1114720 – Network interface fails when rebooting a VM with an NWFilter

Bug 1114720 - Network interface fails when rebooting a VM with an NWFilter

Summary: Network interface fails when rebooting a VM with an NWFilter

Keywords:
Status:	CLOSED UPSTREAM
Alias:	None
Product:	Virtualization Tools
Classification:	Community
Component:	libvirt
Sub Component:
Version:	unspecified
Hardware:	x86_64
OS:	Linux
Priority:	unspecified
Severity:	urgent
Target Milestone:	---
Assignee:	Libvirt Maintainers
QA Contact:
Docs Contact:
URL:
Whiteboard:
Depends On:
Blocks:
TreeView+	depends on / blocked

Reported:	2014-06-30 18:31 UTC by Frederick N. Brier
Modified:	2016-04-13 22:01 UTC (History)
CC List:	4 users (show)
Fixed In Version:
Clone Of:
Environment:
Last Closed:	2016-04-13 22:01:24 UTC
Embargoed:
Dependent Products:

Attachments	(Terms of Use)

Description Frederick N. Brier 2014-06-30 18:31:25 UTC

Description of problem:

The network interface fails to initialize properly when rebooting a VM with an NWFilter applied. If a full shutdown of the guest VM (not the host) is performed and then restart, the network interface comes up.

Version-Release number of selected component (if applicable):
libvirt: 0.10.2

How reproducible:

I've tested this with two Ubuntu 12.04 LTS VMs. Both fail when rebooting, and the network interface is operational when completely shutdown and restarted.

Steps to Reproduce:
1. Create a VM (this was experienced using a bare bones Ubuntu 12.04 LTS).
2. Define a network filter.
3. Shutdown the guest VM.
4. Use virsh edit to add the network filter to the bridged interface.
5. Start the VM - it works.
6. ssh into the VM, and "sudo reboot".

Actual results:

"ifconfig -a" after the reboot does not show a DHCP assigned IPV4 address. It does show the eth0 interface and MAC Address, it is just not operational. Running "ifup eth0" will hang, although you can interrupt the command.

Expected results:

"ifconfig -a" should show a properly assigned DHCP address.

Additional info:

There appears to be a difference in how a VM and the hypervisor treats a reboot vs. a shutdown/start. It appears that the virtio device ( "Host device vnet0(Bridge 'br0')" ) is not being properly initialized when an NWFilter is applied. Could this be caused because the device state is not being properly cleaned up at the shutdown portion of a reboot and a dirty state is preventing the nwfilter-applied-interface initialization code from executing? Or perhaps on a reboot, the nwfilter-applied-interface initialization code is never executed?
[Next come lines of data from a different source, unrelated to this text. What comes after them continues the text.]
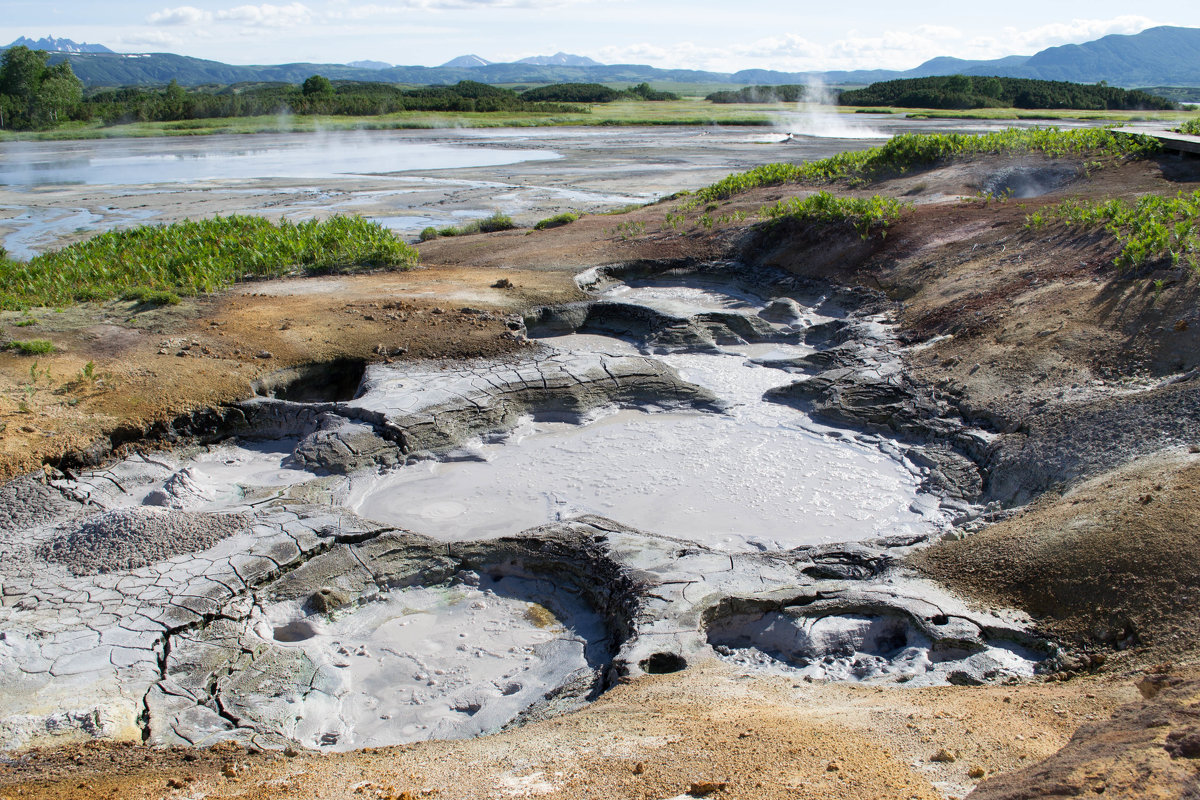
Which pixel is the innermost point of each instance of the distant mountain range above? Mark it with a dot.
(59, 46)
(1158, 56)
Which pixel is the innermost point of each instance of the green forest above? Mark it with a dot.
(964, 91)
(37, 96)
(783, 94)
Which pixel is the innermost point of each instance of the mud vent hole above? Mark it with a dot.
(661, 663)
(329, 382)
(295, 631)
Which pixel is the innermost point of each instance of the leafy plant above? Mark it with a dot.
(909, 151)
(498, 221)
(628, 230)
(149, 296)
(190, 258)
(1191, 127)
(865, 215)
(556, 221)
(33, 347)
(1153, 228)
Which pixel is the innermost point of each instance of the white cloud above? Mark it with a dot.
(261, 16)
(1075, 31)
(269, 16)
(897, 49)
(181, 16)
(148, 38)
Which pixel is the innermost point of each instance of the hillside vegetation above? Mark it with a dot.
(910, 151)
(191, 258)
(964, 91)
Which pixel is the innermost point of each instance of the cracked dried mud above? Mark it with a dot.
(738, 511)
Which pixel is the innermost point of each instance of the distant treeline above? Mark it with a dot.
(784, 94)
(316, 96)
(36, 96)
(593, 92)
(964, 91)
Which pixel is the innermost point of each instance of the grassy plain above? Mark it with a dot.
(689, 110)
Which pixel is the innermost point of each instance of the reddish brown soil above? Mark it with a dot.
(1027, 313)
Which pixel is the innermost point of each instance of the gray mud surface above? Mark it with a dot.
(261, 591)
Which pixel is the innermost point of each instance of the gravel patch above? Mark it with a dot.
(126, 539)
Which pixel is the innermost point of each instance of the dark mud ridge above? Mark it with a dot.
(215, 594)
The workaround is just to completely shutdown the VM ("shutdown -h now") and then restart it. Thank you for any assistance.

These log messages from /var/log/libvirt/libvirtd.log may help.

2014-06-30 17:36:23.800+0000: 19890: error : qemuMonitorIO:614 : internal error End of file from monitor
2014-06-30 17:36:23.801+0000: 19890: error : virNWFilterDHCPSnoopEnd:2131 : internal error ifname "vnet0" not in key map
2014-06-30 17:36:23.820+0000: 19890: error : virNetDevGetIndex:653 : Unable to get index for interface vnet0: No such device

Comment 1 Frederick N. Brier 2014-06-30 18:38:38 UTC

After the reboot, there is also a long delay during the OS startup while it waits for the network interface.  After a full shutdown, the reboot completes very fast as it is a barebones install.

Comment 2 Frederick N. Brier 2014-07-01 21:26:01 UTC

The problem seems to be occuring even after the VM has successfully booted and the interface comes up.  I had a terminal window open where I had being a machine on the Internet.  Some time passed and when I tried to ping another machine on the Internet (google.com), it gave me an unknown host.  So something caused the interface to fail.

At this point, if I do an "ifup eth0", it responds with, "ifup: interface eth0 is already configured".  It will allow, "ifdown eth0", however, at that point, an "ifup eth0" will just hang.  So this has become more critical as there is no workaround.

Comment 3 Jiri Denemark 2014-07-02 06:41:52 UTC

Libvirt community is mainly interested in the most recent release (1.2.6 is the latest one as of today). Please, try the latest libvirt release to check if it's fixed there and if so, file a bug for your distribution to backport the fix.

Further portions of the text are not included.